70年代中頃から80年代中頃にかけて大ブームとなった薬師丸ひろ子のデビュー作を含む70年代の角川映画をご紹介します

70年代中頃から80年代中頃にかけて大ブームとなった薬師丸ひろ子のデビュー作を含む70年代の角川映画をご紹介します

映画不況と言われていた70年代に颯爽と登場した角川映画。独自のプロモーションを展開して次々と映画をヒットさせました。今となっては忘れがちですが、薬師丸ひろ子や原田知世も角川映画でデビューしたんですよね。


角川映画

1976年より製作が開始された「角川映画」。当初は角川書店による書籍と映画のメディアミックス戦略で、角川春樹の号令の下「角川商法」とも呼ばれ映画は大ヒットしました。

角川映画

映画不況と言われていた70年代に突如として現れ、大ヒット作を連発した角川映画の70年代を振り返ります。
まぁ、どれもこれも懐かしい思い出深い作品ですよ。

犬神家の一族

記念すべき角川映画の一作目は、1976年 10月公開の「犬神家の一族」です。これがいきなりの大ヒットとなりました。
全国の書店で原作者である横溝正史のキャンペーンを大々的に行い、当時はあまり行われていなかったテレビCMをバンバン流したのです。


監督:市川崑 
脚本:長田紀生、日高真也、市川崑 
原作:横溝正史 
製作:市川喜一 
製作総指揮:角川春樹 
出演者:石坂浩二、島田陽子、あおい輝彦、高峰三枝子、三國連太郎 
音楽:大野雄二 
主題歌:愛のバラード

犬神家の一族

横溝正史の作品は何度も映像化されていますが、探偵の金田一耕助を原作通りの着物姿で登場させたのはこの映画が初めてです。しかし何と言ってもインパクトがあったのは、不気味なマスク姿の佐清でしょう。

犬神家の一族(1976年版)

人気はあったもののヒット作には恵まれていなかった石坂浩二にとって初めての大ヒット作であり、金田一耕助は当たり役となりました。

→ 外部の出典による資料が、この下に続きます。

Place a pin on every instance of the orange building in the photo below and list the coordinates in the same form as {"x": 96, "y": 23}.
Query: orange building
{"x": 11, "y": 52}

しかし、その金田一耕助も佐清の前では影が薄く見えます。

人間の証明

15億6000万円の配給収入を記録した「犬神家の一族 」でしたが、1977年10月に公開された「人間の証明」、これもまた大ヒットしました。

監督:佐藤純彌
製作:角川春樹
プロデューサー:吉田達、サイモン・ツェー
脚本:松山善三
撮影:姫田真佐久
美術:中村修一郎
照明:熊谷秀夫
録音:紅谷愃一
編集:鍋島惇
音楽監督・作曲:大野雄二
主題歌:「人間の証明のテーマ」(歌:ジョー山中)
出演者:岡田茉莉子、松田優作、ハナ肇、夏八木勲

人間の証明

今となっては松田優作は勿論のこと、シリアスなハナ肇を観れるのは嬉しい限りです。しかし、しかしです。この映画がヒットした要因はテーマ曲でしょう。

やっぱりいい曲ですね。
この曲は、フラワー・トラベリン・バンドのボーカリストとして実力はあるものの、知る人ぞ知るという存在だったジョー山中を一躍メジャーにしました。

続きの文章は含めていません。